~*~
When he awoke, it was the next morning. All that he remembered of the following days was a constant pain of his entire body and a jolting feeling as the Orcs ran across plains and marshes into Mordor. For that was from whence the Orcs, and Cadewyn, came.
When they arrived, Legolas was thrown into a dirt-floored cell, with harsh iron bars as a door and dirt sides. There was naught in the room but a tiny shred of fabric, as if to mock him, to say, "This is all that you will get from me for a blanket."
Who his captor was, Legolas could not guess; for at this time, the idea of Sauron returning was a mere idea in the very back of the minds of the wisest, and did not even enter their thoughts more than in nightmares or depressing days when their minds had nothing else to work on. He would learn who it was soon enough.
For within a few minutes of Legolas's arrival, a man came and led him to a room. He sat Legolas roughly in a wooden chair, shut the door through which they had come, and left. The room was pitch black, but for a red glow coming from one corner. The glow intensified slowly, and soon Legolas raised his head from wonder at what it might be. And he saw an eye.
"An eye?" he thought to himself. "Here I sit, captured, and in a darkened room, expecting something to fear, and there is merely an eye."
But it spoke. Out of its flaming depths came a voice harsh as metal grating upon a stone. "Ah, Legolas. Do you know why you are here, Prince of Mirkwood?"
Legolas did not answer the eye. He almost found it amusing.
"So we are silent when we are captured. That is good, for it shall be less painful on the ears of my minions if you do not scream when you are tortured. This is why you are here: I was feeling malicious, so I wanted an Elf to torture. How convenient that you were traveling alone at the time. Cadewyn did a fair job, getting you here, did she not?"
Silence would not do anymore. "What have you done with her?"
The eye laughed, and the wreath of flame around it seemed to flicker and grow. "You misconstrue my words. She was not a victim. She was a helper. And she is quite the actress, is she not? My fair daughter led you straight into my grasp."
His eyes stung with tears that wanted to flow, but he held them back. "She would not work for you. She would never work for you, nor ever hurt me, we-"
"Yes, I know. You will say, 'we are in love!'. Well, you are sadly mistaken, and apparently not very perceptive for an Elf. It may be that you are in love, but if so, you love a statue of Galadriel! For she is just as inaccessible to you, Prince, as is that Lady of Light. She loves you not. Here, I shall call her, and she may tell you herself." The eye seemed to glow even more maliciously than it had been, and Legolas felt a pang of fear in his Elvish heart. For suddenly through the door walked Cadewyn, in a long, black cloak, with a long black skirt and a black corset over a blood-red tunic on her pale body, making her look even whiter than she had the day before.
"Legolas," she began, "you are a fool. Your family will be ashamed! No perception that I was not the nice maiden in need of help. Your chivalry was overtrusting. Not all women are looking for someone to protect them all the time. You did not even notice that I was not a maid! Any Man would have known that," she scoffed, insulting him more than he had ever been before by comparing him to Men.
"Cadewyn...I...is that even your name, woman?" An anger grew, his eyes flashed. This woman who was nothing was insulting him, hurting him! "Yes, that is true, my name is Cadewyn. But I am no woman of Rohan, with a simple cottage and a horse. I am the daughter of this," she gestured to the eye, "the next leader of Middle-Earth."
Legolas scoffed. "An eye. You jest, Cadewyn, but you are not amusing. You are simply a woman in search of power, bothersome in your air of superiority."

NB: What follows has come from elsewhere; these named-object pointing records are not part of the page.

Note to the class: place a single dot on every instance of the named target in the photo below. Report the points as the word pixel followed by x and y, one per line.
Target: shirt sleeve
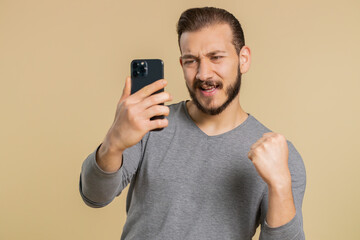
pixel 97 187
pixel 292 230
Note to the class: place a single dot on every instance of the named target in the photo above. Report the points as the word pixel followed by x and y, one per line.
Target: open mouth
pixel 208 87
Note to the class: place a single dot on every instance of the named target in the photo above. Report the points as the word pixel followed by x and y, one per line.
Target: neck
pixel 213 125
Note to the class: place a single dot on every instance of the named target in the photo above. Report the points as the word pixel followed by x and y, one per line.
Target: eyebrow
pixel 187 56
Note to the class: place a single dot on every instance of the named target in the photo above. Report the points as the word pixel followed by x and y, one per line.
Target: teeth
pixel 208 87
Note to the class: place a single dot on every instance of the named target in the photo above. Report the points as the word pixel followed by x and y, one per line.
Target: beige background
pixel 62 70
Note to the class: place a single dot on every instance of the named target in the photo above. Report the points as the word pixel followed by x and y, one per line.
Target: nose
pixel 204 71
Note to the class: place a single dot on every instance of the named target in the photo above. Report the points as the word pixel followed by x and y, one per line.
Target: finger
pixel 127 89
pixel 150 89
pixel 159 123
pixel 250 155
pixel 156 99
pixel 156 110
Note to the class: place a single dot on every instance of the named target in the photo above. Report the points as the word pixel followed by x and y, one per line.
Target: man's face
pixel 211 67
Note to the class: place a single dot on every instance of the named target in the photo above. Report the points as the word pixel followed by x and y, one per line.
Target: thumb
pixel 127 89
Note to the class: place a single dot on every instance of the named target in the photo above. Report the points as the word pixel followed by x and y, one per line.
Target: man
pixel 214 171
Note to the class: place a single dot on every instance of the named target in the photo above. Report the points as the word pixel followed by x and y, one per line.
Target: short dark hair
pixel 195 19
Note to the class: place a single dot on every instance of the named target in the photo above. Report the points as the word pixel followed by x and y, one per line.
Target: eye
pixel 216 57
pixel 190 62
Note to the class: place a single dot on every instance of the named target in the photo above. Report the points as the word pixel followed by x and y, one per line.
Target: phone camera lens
pixel 136 73
pixel 135 65
pixel 143 70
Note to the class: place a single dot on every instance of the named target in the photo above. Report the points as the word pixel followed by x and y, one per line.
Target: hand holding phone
pixel 132 120
pixel 145 72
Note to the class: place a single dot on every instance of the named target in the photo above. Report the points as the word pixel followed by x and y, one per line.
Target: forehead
pixel 207 39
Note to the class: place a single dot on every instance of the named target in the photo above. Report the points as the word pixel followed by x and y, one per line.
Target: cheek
pixel 227 70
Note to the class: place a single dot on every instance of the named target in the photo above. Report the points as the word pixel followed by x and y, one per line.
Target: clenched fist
pixel 270 158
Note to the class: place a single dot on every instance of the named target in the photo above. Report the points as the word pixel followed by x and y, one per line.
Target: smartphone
pixel 145 72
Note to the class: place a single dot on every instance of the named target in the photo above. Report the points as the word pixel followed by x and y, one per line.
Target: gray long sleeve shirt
pixel 185 184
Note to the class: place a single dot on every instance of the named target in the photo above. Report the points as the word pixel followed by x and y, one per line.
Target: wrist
pixel 108 159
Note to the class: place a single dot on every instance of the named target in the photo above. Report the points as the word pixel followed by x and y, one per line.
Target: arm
pixel 284 174
pixel 107 171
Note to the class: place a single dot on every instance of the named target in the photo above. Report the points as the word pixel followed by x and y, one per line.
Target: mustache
pixel 199 83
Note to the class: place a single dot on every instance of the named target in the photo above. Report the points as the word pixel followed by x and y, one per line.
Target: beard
pixel 231 92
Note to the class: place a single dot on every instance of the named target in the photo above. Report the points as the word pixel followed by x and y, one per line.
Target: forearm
pixel 109 160
pixel 281 205
pixel 98 187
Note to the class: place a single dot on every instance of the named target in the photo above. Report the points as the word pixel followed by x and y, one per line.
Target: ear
pixel 244 59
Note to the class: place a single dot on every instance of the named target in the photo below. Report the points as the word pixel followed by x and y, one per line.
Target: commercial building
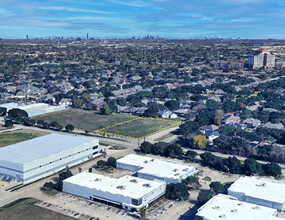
pixel 37 158
pixel 227 207
pixel 261 58
pixel 34 109
pixel 127 192
pixel 259 191
pixel 152 168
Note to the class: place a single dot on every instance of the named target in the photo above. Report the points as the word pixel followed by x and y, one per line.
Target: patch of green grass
pixel 51 192
pixel 164 137
pixel 207 178
pixel 19 203
pixel 139 128
pixel 18 136
pixel 84 120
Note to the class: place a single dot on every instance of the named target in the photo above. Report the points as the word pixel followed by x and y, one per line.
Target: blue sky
pixel 128 18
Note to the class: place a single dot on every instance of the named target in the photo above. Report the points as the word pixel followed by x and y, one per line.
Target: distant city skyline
pixel 251 19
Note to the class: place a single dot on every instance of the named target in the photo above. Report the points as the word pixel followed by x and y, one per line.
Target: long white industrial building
pixel 34 109
pixel 40 157
pixel 152 168
pixel 128 192
pixel 260 191
pixel 227 207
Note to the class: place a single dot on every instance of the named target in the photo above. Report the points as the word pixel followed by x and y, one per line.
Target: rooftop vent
pixel 260 184
pixel 147 185
pixel 216 207
pixel 121 187
pixel 133 181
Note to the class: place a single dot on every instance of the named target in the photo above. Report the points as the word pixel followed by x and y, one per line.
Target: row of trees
pixel 233 165
pixel 162 149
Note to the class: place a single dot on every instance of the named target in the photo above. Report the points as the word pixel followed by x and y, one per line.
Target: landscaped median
pixel 139 128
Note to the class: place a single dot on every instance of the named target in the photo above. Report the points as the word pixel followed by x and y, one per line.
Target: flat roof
pixel 227 207
pixel 41 147
pixel 157 167
pixel 128 186
pixel 262 188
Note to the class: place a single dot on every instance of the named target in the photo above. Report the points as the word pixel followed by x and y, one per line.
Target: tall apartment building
pixel 261 58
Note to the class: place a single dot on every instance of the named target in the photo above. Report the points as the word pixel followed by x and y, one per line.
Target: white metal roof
pixel 128 186
pixel 229 208
pixel 31 150
pixel 267 189
pixel 157 167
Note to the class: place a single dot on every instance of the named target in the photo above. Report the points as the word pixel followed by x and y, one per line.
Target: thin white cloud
pixel 137 3
pixel 5 12
pixel 56 8
pixel 98 18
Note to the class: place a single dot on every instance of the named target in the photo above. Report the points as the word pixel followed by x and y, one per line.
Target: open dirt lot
pixel 84 120
pixel 140 127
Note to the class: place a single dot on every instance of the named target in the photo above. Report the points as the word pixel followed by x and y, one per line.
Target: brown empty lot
pixel 84 120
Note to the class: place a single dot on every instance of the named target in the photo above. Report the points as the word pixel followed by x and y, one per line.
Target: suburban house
pixel 252 123
pixel 167 114
pixel 273 126
pixel 231 119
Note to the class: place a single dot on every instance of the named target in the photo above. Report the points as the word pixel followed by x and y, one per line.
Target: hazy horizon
pixel 180 19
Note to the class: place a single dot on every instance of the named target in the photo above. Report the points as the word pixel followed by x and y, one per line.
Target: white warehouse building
pixel 152 168
pixel 259 191
pixel 127 192
pixel 34 159
pixel 227 207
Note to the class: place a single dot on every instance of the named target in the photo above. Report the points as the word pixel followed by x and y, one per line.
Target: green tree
pixel 200 141
pixel 112 161
pixel 106 110
pixel 9 123
pixel 212 104
pixel 3 111
pixel 172 105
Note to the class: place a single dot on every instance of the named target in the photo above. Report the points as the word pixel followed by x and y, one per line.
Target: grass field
pixel 18 136
pixel 85 120
pixel 25 209
pixel 140 127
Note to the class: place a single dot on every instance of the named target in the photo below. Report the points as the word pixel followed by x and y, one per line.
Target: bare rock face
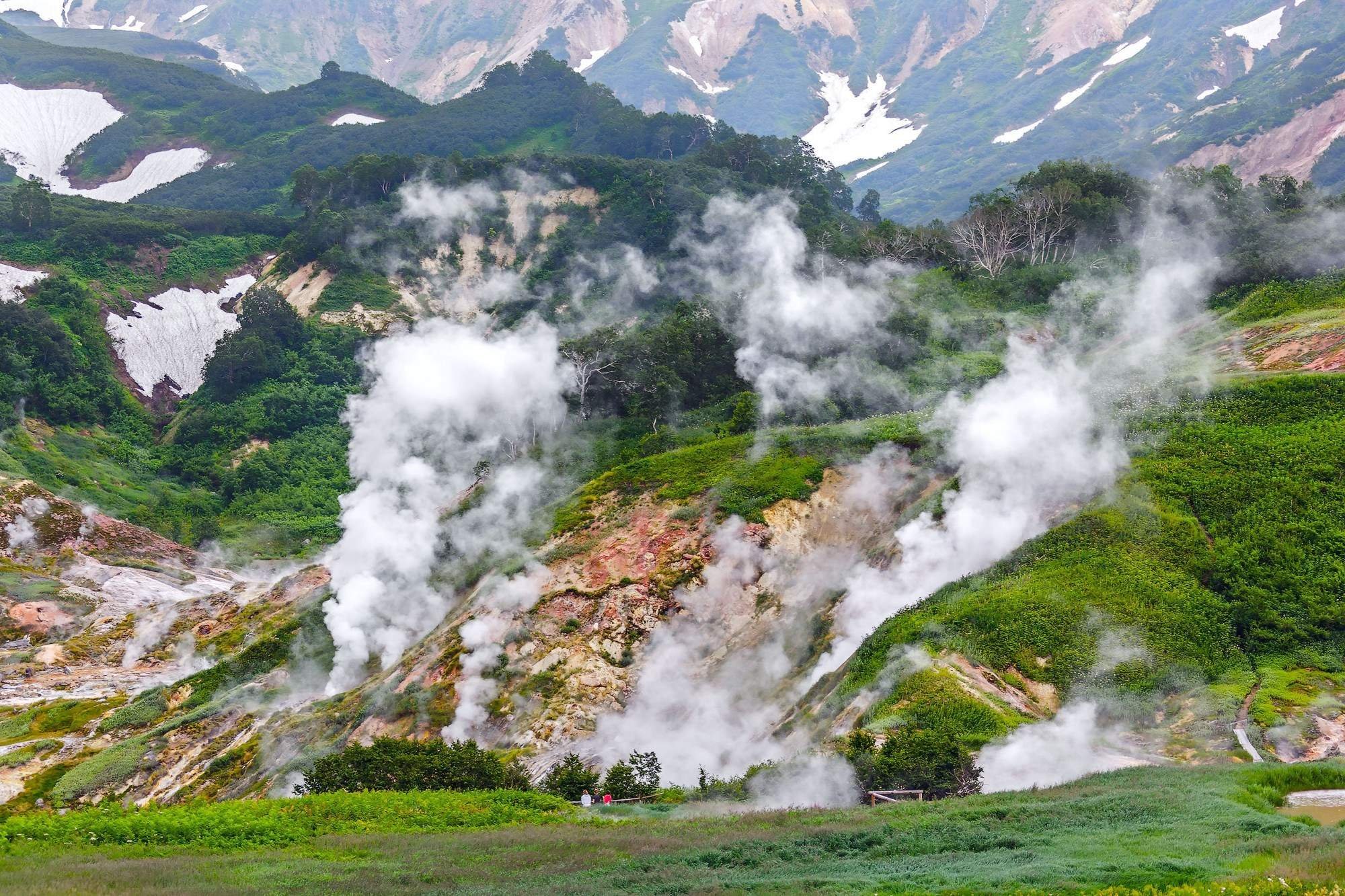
pixel 1293 149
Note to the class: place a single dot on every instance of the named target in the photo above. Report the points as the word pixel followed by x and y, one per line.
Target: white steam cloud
pixel 806 325
pixel 446 399
pixel 1031 446
pixel 1061 749
pixel 500 600
pixel 1044 436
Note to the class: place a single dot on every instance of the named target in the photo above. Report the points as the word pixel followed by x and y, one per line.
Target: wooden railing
pixel 598 801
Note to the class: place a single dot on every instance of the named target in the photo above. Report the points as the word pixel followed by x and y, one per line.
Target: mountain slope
pixel 950 99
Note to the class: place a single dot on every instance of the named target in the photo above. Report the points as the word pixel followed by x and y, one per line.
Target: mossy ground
pixel 1144 827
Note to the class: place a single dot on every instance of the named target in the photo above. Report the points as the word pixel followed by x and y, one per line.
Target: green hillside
pixel 1157 830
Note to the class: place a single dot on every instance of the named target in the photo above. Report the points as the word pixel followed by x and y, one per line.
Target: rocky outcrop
pixel 1293 149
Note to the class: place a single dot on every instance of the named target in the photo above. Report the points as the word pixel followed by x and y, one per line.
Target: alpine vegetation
pixel 453 409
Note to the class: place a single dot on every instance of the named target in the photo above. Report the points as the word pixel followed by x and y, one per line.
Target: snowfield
pixel 704 88
pixel 176 338
pixel 53 11
pixel 857 127
pixel 870 171
pixel 354 118
pixel 1128 52
pixel 41 128
pixel 15 279
pixel 594 57
pixel 1074 95
pixel 1260 33
pixel 1017 134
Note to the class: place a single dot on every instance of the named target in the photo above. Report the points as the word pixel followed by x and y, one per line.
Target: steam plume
pixel 446 399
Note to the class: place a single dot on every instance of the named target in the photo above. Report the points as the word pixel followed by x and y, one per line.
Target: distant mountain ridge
pixel 922 101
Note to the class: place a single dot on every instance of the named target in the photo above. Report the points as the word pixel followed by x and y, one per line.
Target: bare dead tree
pixel 1047 224
pixel 587 365
pixel 895 243
pixel 991 236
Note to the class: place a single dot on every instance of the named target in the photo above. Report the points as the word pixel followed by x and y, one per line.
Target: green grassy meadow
pixel 1137 830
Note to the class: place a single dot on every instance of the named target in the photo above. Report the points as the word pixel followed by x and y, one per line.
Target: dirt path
pixel 1241 725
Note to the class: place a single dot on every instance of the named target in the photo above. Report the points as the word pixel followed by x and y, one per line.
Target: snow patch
pixel 857 126
pixel 53 11
pixel 176 333
pixel 704 88
pixel 1128 52
pixel 1260 33
pixel 14 280
pixel 1301 57
pixel 155 170
pixel 354 118
pixel 870 171
pixel 1074 95
pixel 1017 134
pixel 41 128
pixel 594 57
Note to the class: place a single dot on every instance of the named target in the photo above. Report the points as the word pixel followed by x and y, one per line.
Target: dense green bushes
pixel 393 763
pixel 278 822
pixel 1223 544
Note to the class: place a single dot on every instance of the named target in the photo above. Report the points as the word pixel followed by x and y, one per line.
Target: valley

The eye spoke again now, angry. "You are nothing, Legolas. And you will learn this. No person, Man or Elf, insults my daughter. I am Sauron, Elf. The Sauron. I will return, and you are my first victim, you pitiful little Elf. You will feel pain, and you will feel sorrow because you lost your love. Torture of all sorts will come to you until you are a pitiful wreck of your former self, and you will return to your father in the wood, never telling him what happened, hiding it for shame. Yes, Legolas, I know this."
Legolas's spirit broke all at once, he let his body go limp, and he cradled his head in his hands and cried. And through his sobs, he heard the deep, rough laugh of Sauron and the high cackle of Cadewyn, so different from her light laughter the day before.